BUSINESS GIFT GIVING /
PERSONAL GIFT GIVING

General Rules

  • Singapore prides itself on being the most corruption-free state in Asia. Consequently, it has strict laws against bribery. Government employees may not accept gifts of any kind, especially money.
     
  • A large gift should be presented to the entire group. When giving small gifts, they should be given to everyone present.
     
  • You can offer a present as a welcome gift or a thank you gift but it should not be an overly expensive item.
     
  • Some suitable gifts: chocolates, a souvenir from your country, a corporate gift with your company logo, brand name gifts [which don't have to be too expensive].
     
  • To be polite, people will usually refuse a gift before accepting it. They believe that this will prevent them from appearing greedy. You can continue to insist that they accept the gift and, upon acceptance, say that you are pleased that he or she has done so.
     
  • Unwrapping a gift in front of the giver is not a part of Singaporean culture. This action implies that the recipient is greedy and impatient. Moreover, if the gift turns out to be a poor choice, it will result in awkwardness. Instead, the recipient will briefly say 'thank-you', set aside the gift, and then open it only after your departure.

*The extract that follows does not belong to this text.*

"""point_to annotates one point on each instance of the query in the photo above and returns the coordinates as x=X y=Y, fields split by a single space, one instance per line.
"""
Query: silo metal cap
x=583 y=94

Giving Gifts to the Chinese

  • Avoid bringing gifts of food with you to a Chinese dinner or gathering unless it has been agreed upon beforehand. To bring food may imply that the hospitality is inadequate--a terrible insult to a Singaporean host.
     
  • At Chinese New Year, it is customary to present a gift of money in a red envelope to children and to the non-governmental service personnel you deal with on a regular basis. The gift is called a 'hong bao.' Ensure that you give only new bills in even numbers and even amounts.
     
  • Instead of 'hong bao', it is also common to give mandarin oranges or hampers. For mandarin oranges, they have to come in even numbers, usually 2 or 4. You will give the oranges upon arrival at the host's house and when you are about to leave, the host will give you the same number of oranges in return.
     
  • The number '8' is a lucky number which means 'get rich' and the number '4' is an unlucky number which means 'die.' Therefore, when choosing a gift that has to do with numbers, try to go for '8' and avoid '4.'
     
  • Do not give clocks as presents because 'giving clocks' in Chinese is 'song zhong', which means 'arrange for the burial of deceased parents or an elder.' Other items that are associated with funerals are: straw sandals, white candles and joss sticks.

Giving Gifts to a Malay

  • Malays accept gifts with pleasure and will often reciprocate.
     
  •  If you are invited to a Malay home, try to bring small, practical gifts for the family, such as flowers, candies or toys for the children.
     
  • Malays prefer the colour green, so you might like to wrap your present in green. During Hari Raya Puasa [a Muslim celebration to mark the end of the month-long fast during the Ramadan], the Muslim Malays will give out green envelopes that contain money.
     
  • It is appropriate to bring food to a Malay dinner or gathering but it must be 'halal' [Malay equivalent of 'kosher'] and there should be no pork items.
     
  • Avoid giving these items to an observant Muslim: alcohol, perfumes containing alcohol, pork, pigskin products, personal items such as underwear, toy dogs or gifts with pictures of dogs, images of nude or partially clad women [even in paintings or sculptures with artistic merit].

Giving Gifts to an Indian

  • Indians love bright colours as they signify happiness. Therefore, you might like to wrap your gifts in bright red, yellow or green colours.
     
  • Should you give money to an Indian, make sure that it is in odd numbers. For example, give $11 instead of $10. Odd numbers are preferred since they are believed to be luckier.
     
  • Avoid giving frangipanis [a kind of flower popularly used by Hawaiians to make leis] as flower gifts, such as in a hamper or bouquet. Indians use this flower only for funeral wreaths.
     
  • Do not present Hindu Indians with gifts of food, including beef.
     
  • Hindu Indians do not use cattle products. Leather products of any kind should not be presented as a gift.